All these years, hardly any comprehensive and objective assessment of the malignancy of the partition has been undertaken by either the political or intellectual leadership of the country. The result is that not only has religious loyalty been exploited for political support, but within each community, the campaigners for widening the communal divide have gained ground masquerading as orthodox and pure fundamental adherents of the creed. Hence even in recent days, the phenomenon of bigots on one side forcing the Muslim Women’s Act and trying to persecute rational scholarship whether in Jamia Millia or at the Khuda Box Library in Patna. And much in the same way, their counterpart in bigotry in the Hindu community builds up Ram not as a unifier but as a divider of society. That is how place names sanctified by History are sought to be changed and History rewritten to project the ideology of the bigoted. Political leadership in the days of the freedom struggle fought such forces of blind intolearances, but in the years since independence, it has not only tolerated them but have tried to strike deals with them for the purpose of collecting votes. This way our social fabric has been torn asunder and our political life debased.

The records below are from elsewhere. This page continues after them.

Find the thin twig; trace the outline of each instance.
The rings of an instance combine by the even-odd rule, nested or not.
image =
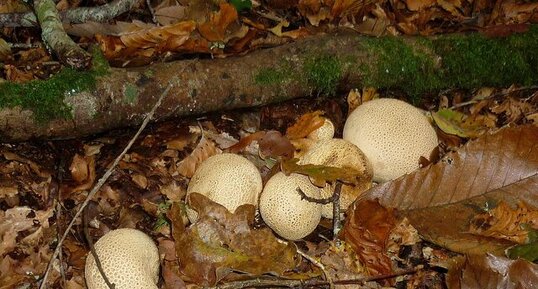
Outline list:
[[[155,9],[151,7],[151,0],[146,0],[146,6],[148,6],[149,14],[151,15],[151,21],[157,24],[157,17],[155,17]]]
[[[338,233],[340,232],[340,193],[342,192],[342,182],[336,181],[336,187],[332,195],[333,198],[333,238],[338,243]]]
[[[144,128],[146,128],[149,121],[151,120],[151,118],[155,114],[155,111],[161,105],[161,102],[163,101],[164,97],[168,94],[168,91],[170,91],[171,87],[172,87],[172,83],[168,84],[168,86],[163,91],[163,93],[161,94],[161,96],[159,97],[159,99],[157,100],[157,102],[155,103],[153,108],[151,109],[151,111],[144,118],[144,121],[142,122],[142,124],[138,128],[138,131],[136,132],[136,134],[131,138],[131,140],[129,141],[127,146],[123,149],[123,151],[116,157],[116,159],[114,160],[112,165],[108,168],[108,170],[105,172],[105,174],[99,179],[99,181],[92,188],[90,193],[88,193],[88,196],[86,197],[86,199],[84,200],[82,205],[80,205],[80,208],[75,213],[75,215],[73,216],[73,219],[71,220],[71,222],[69,223],[69,225],[65,229],[65,232],[64,232],[62,238],[58,241],[58,245],[56,246],[56,249],[54,249],[54,253],[52,254],[52,257],[51,257],[51,259],[49,261],[49,264],[47,265],[47,270],[45,271],[45,275],[43,276],[43,280],[41,281],[42,283],[39,286],[39,289],[44,289],[45,288],[45,286],[47,284],[47,278],[49,276],[49,273],[50,273],[50,270],[51,270],[51,267],[52,267],[51,264],[52,264],[53,260],[56,259],[56,257],[58,257],[58,253],[61,250],[62,244],[65,241],[65,239],[67,238],[67,235],[69,234],[69,231],[71,230],[71,228],[75,225],[75,222],[76,222],[77,218],[80,216],[80,214],[82,213],[84,208],[86,208],[86,206],[91,201],[91,199],[95,196],[95,194],[99,191],[99,189],[101,189],[101,187],[105,184],[105,182],[108,180],[110,175],[112,175],[112,172],[114,171],[116,166],[119,164],[119,162],[121,161],[123,156],[127,153],[127,151],[129,151],[129,149],[134,144],[134,142],[136,141],[138,136],[142,133]]]
[[[356,278],[356,279],[342,279],[342,280],[335,280],[333,281],[334,285],[361,285],[366,282],[373,282],[373,281],[379,281],[379,280],[385,280],[385,279],[392,279],[399,276],[414,274],[420,270],[423,269],[422,265],[419,265],[417,267],[397,271],[393,274],[386,274],[386,275],[377,275],[377,276],[369,276],[364,278]],[[322,286],[329,285],[329,282],[324,280],[319,280],[317,278],[310,278],[306,280],[290,280],[290,279],[283,279],[283,278],[256,278],[256,279],[250,279],[250,280],[244,280],[244,281],[233,281],[224,283],[221,285],[217,285],[215,287],[211,287],[209,289],[242,289],[242,288],[281,288],[281,287],[288,287],[288,288],[305,288],[305,287],[315,287],[320,288]]]
[[[60,161],[58,162],[58,167],[56,168],[56,180],[57,180],[57,194],[56,194],[56,238],[59,240],[62,234],[61,219],[62,219],[62,183],[63,183],[63,173],[65,165],[65,156],[62,154],[60,156]],[[67,279],[65,277],[65,270],[63,266],[63,253],[60,250],[58,253],[58,260],[60,262],[60,275],[62,276],[62,284],[65,286]]]
[[[533,90],[533,89],[538,89],[538,85],[531,85],[531,86],[525,86],[525,87],[516,88],[514,90],[501,91],[501,92],[498,92],[498,93],[490,94],[490,95],[488,95],[488,96],[486,96],[484,98],[481,98],[481,99],[472,99],[472,100],[469,100],[469,101],[464,101],[464,102],[454,104],[453,106],[449,107],[448,109],[457,109],[457,108],[460,108],[460,107],[463,107],[463,106],[478,103],[481,100],[496,98],[496,97],[499,97],[499,96],[505,96],[505,95],[510,94],[512,92],[520,92],[520,91]]]
[[[303,256],[306,260],[310,261],[310,263],[314,264],[314,266],[318,267],[321,272],[323,272],[323,276],[325,277],[325,281],[329,282],[329,288],[334,289],[334,283],[333,279],[331,278],[331,275],[329,275],[329,272],[327,272],[327,269],[325,269],[325,266],[320,261],[316,260],[314,257],[306,254],[306,252],[303,252],[300,249],[297,249],[297,253],[299,255]]]
[[[95,265],[97,265],[97,270],[101,274],[101,277],[105,280],[105,284],[108,286],[109,289],[116,289],[116,285],[114,283],[111,283],[110,280],[108,280],[108,277],[105,274],[105,271],[103,270],[103,265],[101,264],[101,260],[99,259],[99,256],[97,255],[97,252],[95,251],[95,247],[93,246],[93,240],[90,236],[90,231],[88,229],[88,223],[90,222],[90,215],[88,207],[84,209],[84,214],[82,214],[82,227],[84,231],[84,237],[86,238],[86,241],[88,242],[88,246],[90,246],[90,253],[93,256],[93,259],[95,260]]]
[[[334,202],[334,194],[328,198],[321,198],[321,199],[318,199],[318,198],[314,198],[314,197],[310,197],[310,196],[307,196],[305,194],[305,192],[303,192],[303,190],[301,190],[301,188],[297,188],[297,192],[299,193],[299,195],[301,196],[301,200],[307,200],[311,203],[316,203],[316,204],[320,204],[320,205],[326,205],[326,204],[330,204],[332,202]]]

And yet, if we look around this wide world called India, we find in its thousands of villages and towns, the Hindus and the Muslims living together in peace and harmony, day in and day out for years and decades. They follow their own faith, each to his own, follow diverse customs and ways of life. We do not highlight this remarkable kindred spirit—neither in politics, nor in the media. Our political system, the manner in which we run it, the appeal with which we seek votes at election times, reinforces the division and not the unity of our nation. And as corrosion of morality has spread in our public life, the bane of communal approach, communal thinking, has got a fresh lease. We write dissertations and declaim communalism in our own secluded parlours, in seminars and symposia, but we do not go out through the length and breadth of this country instilling support and strength to the urge for Hindu-Muslim amity, to spread the message that this unity is needed to hold our great country together: that its history, its civilisational grandeur, its present-day imperatives —all demand it.

Only one frail man took up that mission tirelessly, but he was shot dead by a young man who thought he was killing that little man to uphold the glory of Hindutva. Gandhi fell with the two words “Hey Ram” on his lips. And today in the name of Lord Ram, brother is being torn apart from brother.

When shall we regain the lost paradise?